A candidate to join the European Union, the negotiations seem to be getting nowhere. Abandoning this dream, the country’s foreign policy has become too removed from that of the EU.
The country has turned its attention to the Middle East where it wants to be respected as a regional power but it has failed in attempting to do so.
Turkey’s policy of being friendly with all its neighbors could have had as a final objective to induce the EU to take it as a necessary partner to enable it to be closer to the countries of the Middle East. Perhaps Turkey was even considering the establishment of a holy Islamic alliance and further its international trade and tourism. The events in Syria destroyed any hopes in that direction.
Turkey has set up ties with Hamas, Iran and Syria. However, its involvement often appears amateurish as it lacks an in depth knowledge of the area.
Turkey has been playing a role as a mediator in the relations between Shiite Iran and the West, having signed an agreement to ship enriched uranium in exchange for the uranium produced in Iran. Turkey’s main concern in its relationship with Iran is that the latter does not develop nuclear weapons.

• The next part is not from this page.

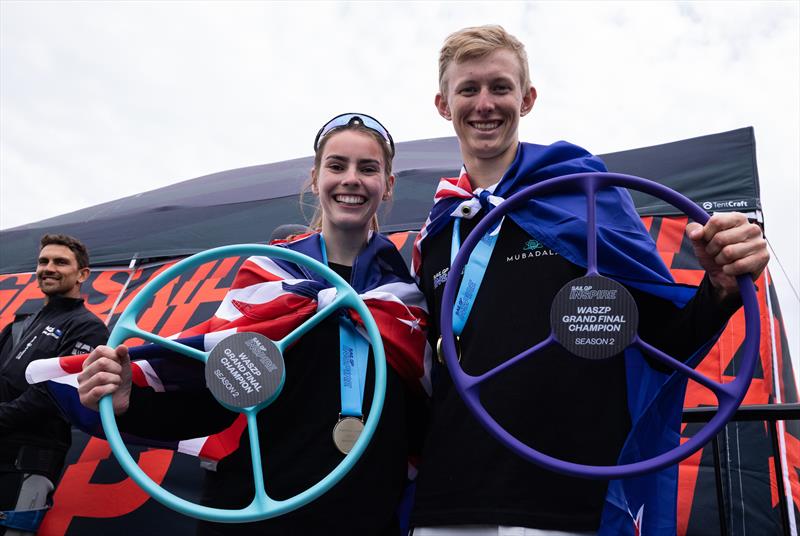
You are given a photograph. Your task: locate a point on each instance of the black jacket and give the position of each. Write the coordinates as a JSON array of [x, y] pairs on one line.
[[28, 417]]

The Kurd issue is also gaining pre-eminence not only because of the surprisingly good showing in the Turkish parliamentary election, allowing it to have seats in the parliament, but also because of the increasing successful role the Peshmergas are having in containing ISIS in Iraq and Syria.
The Iraqi Kurds are producing oil which is exported to Turkey while the central government in Baghdad has raised major objections to deals done directly by the Kurdish regional government in exporting directly large quantities of oil.

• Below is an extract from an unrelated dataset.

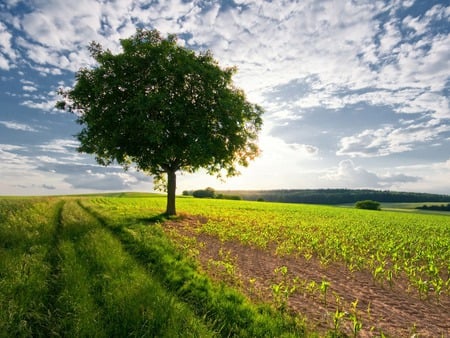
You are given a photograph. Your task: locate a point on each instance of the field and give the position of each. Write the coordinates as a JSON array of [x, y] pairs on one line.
[[113, 266]]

Turkey’s position regarding Cyprus and Israel is also a major barrier for the country to have access to the gas fields in these two countries, although that would make economic sense.
Russia is Turkey’s most important energy supplier – two thirds of the natural gas imports is supplied by Russia as well as large quantities of coal and oil. This makes Turkey one of Russia’s largest gas customers and has led Russia to offer to build strategic reserves in Turkey as well as a nuclear power plant and the required fuel. The Blue Stream pipeline, which lies on the floor of the Black Sea, serves not only Turkey but also Southern Europe.
Russia and Turkey face each other along the shores of the Black Sea and both also have a presence in the eastern Mediterranean. However, for Russia to have a Mediterranean presence, its vessels need to cross the Bosporus which is controlled by Turkey.
With the exception of Tajikistan, the native population of Central Asia is of Turkic origin and their languages are very similar. Russia therefore fears that Turkey may view them as a possible zone of influence.
Turkey’s population being Sunni Moslems and an Islamic party now in power while in contradiction with the secular constitution, Russia fears that it may give refuge, if not fund, radical movements such as the ones in the Caucasus.
Turkey has also had an extraordinary behavior as a NATO ally, having conducted maneuvers with non-NATO members including China. President Erdogan has voiced his intention of joining China and Russia in the Shanghai Cooperation Organization (SCO) and has become a ‘dialogue partner’. Turkey is also acquiring ballistic missiles and related technology from China.
In conclusion, Turkey is not considered to be a good NATO ally, is not being considered European by EU member countries, is not Islamist enough, is not a great friend of Russia and is not outspoken enough against Iran.
The coalition that the last elections will produce will need to better define its position in an increasingly complex and dangerous world.